Using just an unspecialized vector, this can't be done. Sorting is done by using assignment. So the same code that makes this possible:
sort(v.begin(), v.end());
...also makes this possible:
v[1] = 123;
You could derive a class const_vector from std::vector that overloads any method that returns a reference, and make it return a const reference instead. To do your sort, downcast back to std::vector.
std::vector of constant object will probably fail to compile due to Assignable requirement, as constant object can not be assigned. The same is true for Move Assignment also. This is also the problem I frequently face when working with a vector based map such as boost flat_map or Loki AssocVector. As it has internal implementation std::vector<std::pair<const Key,Value> > .
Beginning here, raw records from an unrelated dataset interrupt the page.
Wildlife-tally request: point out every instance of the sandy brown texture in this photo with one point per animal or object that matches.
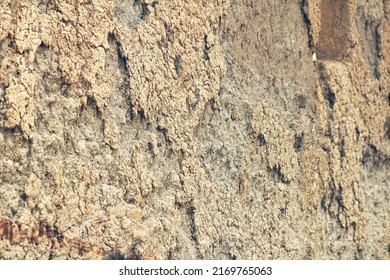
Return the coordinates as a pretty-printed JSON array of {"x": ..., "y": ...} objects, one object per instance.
[{"x": 194, "y": 129}]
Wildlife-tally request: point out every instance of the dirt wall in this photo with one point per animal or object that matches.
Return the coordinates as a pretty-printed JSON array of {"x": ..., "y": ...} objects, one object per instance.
[{"x": 224, "y": 129}]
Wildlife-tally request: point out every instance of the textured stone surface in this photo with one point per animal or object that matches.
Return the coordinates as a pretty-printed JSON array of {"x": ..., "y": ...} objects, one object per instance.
[{"x": 194, "y": 129}]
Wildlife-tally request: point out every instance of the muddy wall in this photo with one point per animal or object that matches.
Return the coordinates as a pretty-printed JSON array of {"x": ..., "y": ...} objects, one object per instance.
[{"x": 224, "y": 129}]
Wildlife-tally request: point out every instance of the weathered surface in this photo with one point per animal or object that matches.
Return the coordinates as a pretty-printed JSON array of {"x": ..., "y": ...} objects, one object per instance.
[{"x": 194, "y": 129}]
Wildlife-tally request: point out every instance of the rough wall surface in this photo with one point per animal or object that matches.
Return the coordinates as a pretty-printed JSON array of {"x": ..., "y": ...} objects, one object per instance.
[{"x": 223, "y": 129}]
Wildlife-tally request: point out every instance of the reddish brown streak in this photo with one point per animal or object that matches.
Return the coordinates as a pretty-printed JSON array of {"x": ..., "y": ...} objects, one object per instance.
[{"x": 43, "y": 233}]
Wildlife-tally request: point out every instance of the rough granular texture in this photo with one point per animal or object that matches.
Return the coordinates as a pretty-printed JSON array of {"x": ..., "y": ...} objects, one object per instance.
[{"x": 222, "y": 129}]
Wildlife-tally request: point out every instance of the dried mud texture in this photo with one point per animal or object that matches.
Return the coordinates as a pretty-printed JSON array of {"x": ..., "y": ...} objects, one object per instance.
[{"x": 194, "y": 129}]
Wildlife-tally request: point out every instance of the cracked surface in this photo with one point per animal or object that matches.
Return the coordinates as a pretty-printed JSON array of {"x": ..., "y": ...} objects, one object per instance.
[{"x": 194, "y": 129}]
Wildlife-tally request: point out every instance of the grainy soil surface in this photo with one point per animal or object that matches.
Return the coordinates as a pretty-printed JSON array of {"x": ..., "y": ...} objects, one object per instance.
[{"x": 200, "y": 129}]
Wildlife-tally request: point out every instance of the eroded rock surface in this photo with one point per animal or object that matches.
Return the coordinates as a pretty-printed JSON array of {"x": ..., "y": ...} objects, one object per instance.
[{"x": 224, "y": 129}]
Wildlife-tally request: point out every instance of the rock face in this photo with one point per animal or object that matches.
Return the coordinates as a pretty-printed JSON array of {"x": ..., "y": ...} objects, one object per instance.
[{"x": 223, "y": 129}]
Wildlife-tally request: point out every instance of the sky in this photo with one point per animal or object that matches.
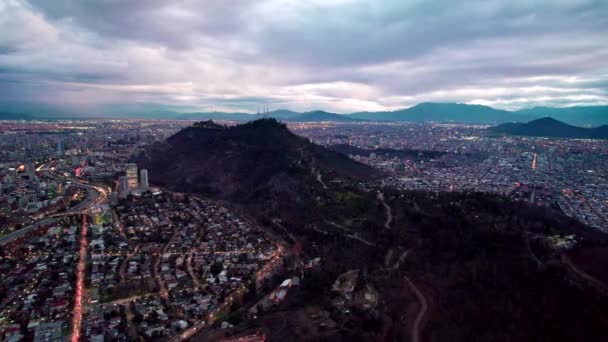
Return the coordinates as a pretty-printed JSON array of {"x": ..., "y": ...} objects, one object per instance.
[{"x": 92, "y": 56}]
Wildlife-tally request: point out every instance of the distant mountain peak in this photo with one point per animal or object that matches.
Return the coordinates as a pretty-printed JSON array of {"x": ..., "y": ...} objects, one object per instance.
[{"x": 550, "y": 127}]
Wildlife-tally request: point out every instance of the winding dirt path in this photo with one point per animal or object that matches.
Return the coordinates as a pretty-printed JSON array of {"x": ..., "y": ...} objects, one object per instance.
[
  {"x": 596, "y": 283},
  {"x": 424, "y": 307},
  {"x": 387, "y": 208}
]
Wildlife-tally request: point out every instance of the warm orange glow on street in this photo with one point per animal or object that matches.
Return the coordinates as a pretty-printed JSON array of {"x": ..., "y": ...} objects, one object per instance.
[{"x": 80, "y": 269}]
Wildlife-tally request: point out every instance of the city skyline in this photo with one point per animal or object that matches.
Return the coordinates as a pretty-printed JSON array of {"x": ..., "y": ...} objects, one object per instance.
[{"x": 341, "y": 56}]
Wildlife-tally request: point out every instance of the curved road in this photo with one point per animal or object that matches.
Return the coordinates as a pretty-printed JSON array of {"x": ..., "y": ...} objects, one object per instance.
[
  {"x": 387, "y": 208},
  {"x": 424, "y": 306}
]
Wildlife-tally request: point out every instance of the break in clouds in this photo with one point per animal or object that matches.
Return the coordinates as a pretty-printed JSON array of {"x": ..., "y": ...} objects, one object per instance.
[{"x": 341, "y": 55}]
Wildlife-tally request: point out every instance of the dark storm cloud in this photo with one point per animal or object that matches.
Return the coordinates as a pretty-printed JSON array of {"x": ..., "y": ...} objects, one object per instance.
[{"x": 341, "y": 55}]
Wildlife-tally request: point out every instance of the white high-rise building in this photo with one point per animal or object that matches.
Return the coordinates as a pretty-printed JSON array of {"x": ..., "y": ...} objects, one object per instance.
[
  {"x": 60, "y": 148},
  {"x": 143, "y": 179},
  {"x": 123, "y": 186},
  {"x": 132, "y": 180}
]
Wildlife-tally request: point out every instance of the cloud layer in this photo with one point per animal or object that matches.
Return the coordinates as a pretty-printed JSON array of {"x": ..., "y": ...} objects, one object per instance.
[{"x": 341, "y": 55}]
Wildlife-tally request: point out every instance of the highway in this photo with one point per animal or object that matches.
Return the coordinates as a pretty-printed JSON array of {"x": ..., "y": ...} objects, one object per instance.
[{"x": 95, "y": 195}]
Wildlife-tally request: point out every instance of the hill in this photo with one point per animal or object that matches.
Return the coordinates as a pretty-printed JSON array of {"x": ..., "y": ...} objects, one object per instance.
[
  {"x": 443, "y": 112},
  {"x": 256, "y": 159},
  {"x": 577, "y": 115},
  {"x": 15, "y": 116},
  {"x": 549, "y": 127},
  {"x": 478, "y": 260}
]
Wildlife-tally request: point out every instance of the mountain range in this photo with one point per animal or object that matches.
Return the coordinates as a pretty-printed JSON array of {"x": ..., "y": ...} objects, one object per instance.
[
  {"x": 549, "y": 127},
  {"x": 423, "y": 112},
  {"x": 477, "y": 260}
]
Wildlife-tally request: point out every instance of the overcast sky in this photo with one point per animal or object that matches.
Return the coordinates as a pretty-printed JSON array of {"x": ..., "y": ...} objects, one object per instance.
[{"x": 340, "y": 55}]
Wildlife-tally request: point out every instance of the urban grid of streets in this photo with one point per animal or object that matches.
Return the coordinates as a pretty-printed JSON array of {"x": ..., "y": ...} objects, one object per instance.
[
  {"x": 95, "y": 204},
  {"x": 144, "y": 251}
]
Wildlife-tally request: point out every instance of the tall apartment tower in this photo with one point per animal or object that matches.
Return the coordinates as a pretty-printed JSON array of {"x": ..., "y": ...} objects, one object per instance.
[
  {"x": 132, "y": 180},
  {"x": 123, "y": 186},
  {"x": 143, "y": 179},
  {"x": 60, "y": 148}
]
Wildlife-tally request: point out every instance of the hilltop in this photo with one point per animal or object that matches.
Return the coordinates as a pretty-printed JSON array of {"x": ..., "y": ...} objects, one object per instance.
[
  {"x": 549, "y": 127},
  {"x": 478, "y": 260},
  {"x": 258, "y": 160}
]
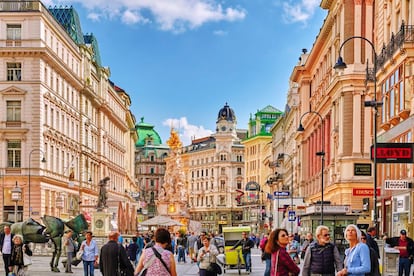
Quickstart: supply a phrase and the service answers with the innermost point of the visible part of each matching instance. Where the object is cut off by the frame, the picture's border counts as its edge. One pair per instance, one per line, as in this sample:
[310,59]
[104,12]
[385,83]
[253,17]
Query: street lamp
[80,185]
[16,196]
[30,160]
[59,203]
[320,153]
[280,157]
[340,65]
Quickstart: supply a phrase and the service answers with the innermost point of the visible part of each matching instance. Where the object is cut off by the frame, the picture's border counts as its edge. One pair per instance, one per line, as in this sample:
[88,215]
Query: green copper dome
[147,135]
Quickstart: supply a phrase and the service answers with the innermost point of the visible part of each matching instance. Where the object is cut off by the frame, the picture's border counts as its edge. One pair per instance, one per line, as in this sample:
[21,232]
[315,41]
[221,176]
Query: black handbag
[214,267]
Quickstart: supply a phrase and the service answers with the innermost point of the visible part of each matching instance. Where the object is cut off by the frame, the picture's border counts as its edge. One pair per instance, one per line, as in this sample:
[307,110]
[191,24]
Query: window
[14,35]
[14,153]
[14,71]
[13,111]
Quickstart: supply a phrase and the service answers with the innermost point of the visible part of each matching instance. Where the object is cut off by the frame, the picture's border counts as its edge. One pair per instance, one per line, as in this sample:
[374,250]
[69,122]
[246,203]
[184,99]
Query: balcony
[397,41]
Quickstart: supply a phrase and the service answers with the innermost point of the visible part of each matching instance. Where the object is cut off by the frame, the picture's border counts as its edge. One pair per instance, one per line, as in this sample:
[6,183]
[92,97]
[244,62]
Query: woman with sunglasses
[281,263]
[357,261]
[322,257]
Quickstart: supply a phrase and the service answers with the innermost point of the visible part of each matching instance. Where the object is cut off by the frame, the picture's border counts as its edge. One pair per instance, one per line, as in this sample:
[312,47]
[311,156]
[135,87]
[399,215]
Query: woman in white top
[206,255]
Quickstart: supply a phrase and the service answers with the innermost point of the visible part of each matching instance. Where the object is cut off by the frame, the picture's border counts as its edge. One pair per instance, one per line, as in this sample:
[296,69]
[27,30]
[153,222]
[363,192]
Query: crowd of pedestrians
[157,253]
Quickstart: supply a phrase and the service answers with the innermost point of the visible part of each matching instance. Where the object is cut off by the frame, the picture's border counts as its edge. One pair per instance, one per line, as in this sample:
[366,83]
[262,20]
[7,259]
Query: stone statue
[102,194]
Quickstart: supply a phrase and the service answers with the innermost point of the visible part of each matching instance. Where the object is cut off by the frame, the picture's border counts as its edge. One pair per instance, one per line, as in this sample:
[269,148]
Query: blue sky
[182,60]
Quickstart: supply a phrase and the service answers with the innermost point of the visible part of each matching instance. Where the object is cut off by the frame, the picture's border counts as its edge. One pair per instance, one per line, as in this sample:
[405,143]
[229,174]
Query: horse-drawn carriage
[52,230]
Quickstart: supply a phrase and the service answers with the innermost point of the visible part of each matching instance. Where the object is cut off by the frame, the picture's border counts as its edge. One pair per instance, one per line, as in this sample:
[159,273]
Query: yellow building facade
[337,114]
[67,126]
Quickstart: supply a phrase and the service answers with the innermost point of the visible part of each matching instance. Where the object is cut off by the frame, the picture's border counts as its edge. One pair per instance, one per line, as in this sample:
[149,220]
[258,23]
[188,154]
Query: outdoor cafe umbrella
[160,221]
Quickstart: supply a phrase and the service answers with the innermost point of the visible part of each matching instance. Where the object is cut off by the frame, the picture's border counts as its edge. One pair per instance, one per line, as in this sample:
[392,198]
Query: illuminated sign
[394,152]
[362,169]
[365,192]
[397,184]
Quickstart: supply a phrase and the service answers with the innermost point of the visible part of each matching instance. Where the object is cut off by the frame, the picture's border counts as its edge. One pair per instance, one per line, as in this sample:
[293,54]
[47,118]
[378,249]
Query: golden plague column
[173,199]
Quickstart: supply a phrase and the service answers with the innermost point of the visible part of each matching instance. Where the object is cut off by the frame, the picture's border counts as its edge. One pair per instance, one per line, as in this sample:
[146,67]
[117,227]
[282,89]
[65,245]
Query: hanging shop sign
[365,192]
[394,153]
[362,169]
[397,184]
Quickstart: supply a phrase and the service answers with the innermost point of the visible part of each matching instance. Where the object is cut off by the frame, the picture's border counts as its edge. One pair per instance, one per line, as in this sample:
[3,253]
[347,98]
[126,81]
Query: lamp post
[59,203]
[320,153]
[80,186]
[30,160]
[280,157]
[341,65]
[16,196]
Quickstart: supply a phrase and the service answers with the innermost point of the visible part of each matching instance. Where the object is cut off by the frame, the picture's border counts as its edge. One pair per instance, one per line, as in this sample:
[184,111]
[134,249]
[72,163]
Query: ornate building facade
[338,112]
[259,167]
[61,109]
[150,168]
[214,167]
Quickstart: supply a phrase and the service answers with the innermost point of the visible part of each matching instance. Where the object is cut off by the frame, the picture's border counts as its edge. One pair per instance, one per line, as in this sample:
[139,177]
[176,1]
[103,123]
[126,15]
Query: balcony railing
[19,5]
[397,41]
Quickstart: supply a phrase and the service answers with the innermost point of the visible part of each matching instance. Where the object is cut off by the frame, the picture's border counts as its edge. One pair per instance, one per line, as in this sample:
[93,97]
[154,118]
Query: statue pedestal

Thus it is almost impossible to follow const key requirement of map, which can be easily implemented for any node based map.
However it can be looked, whether std::vector<const T> means the vector should store a const T typed object, or it merely needs to return a non-mutable interface while accessing.
In that case, an implementation of std::vector<const T> is possible which follows Assignable/Move Assignable requirement as it stores object of type T rather than const T. The standard typedefs and allocator type need to be modified little to support standard requirements.Though to support such for a vector_map or flat_map, one probably needs considerable change in std::pair interface as it exposes the member variables first & second directly.
Compilation fails because push_back() (for instance) is basically
underlying_array[size()] = passed_value;
where both operand are T&. If T is const X that can't work.
Having const elements seem right in principle but in practice it's unnatural, and the specifications don't say it should be supported, so it's not there. At least not in the stdlib (because then, it would be in vector).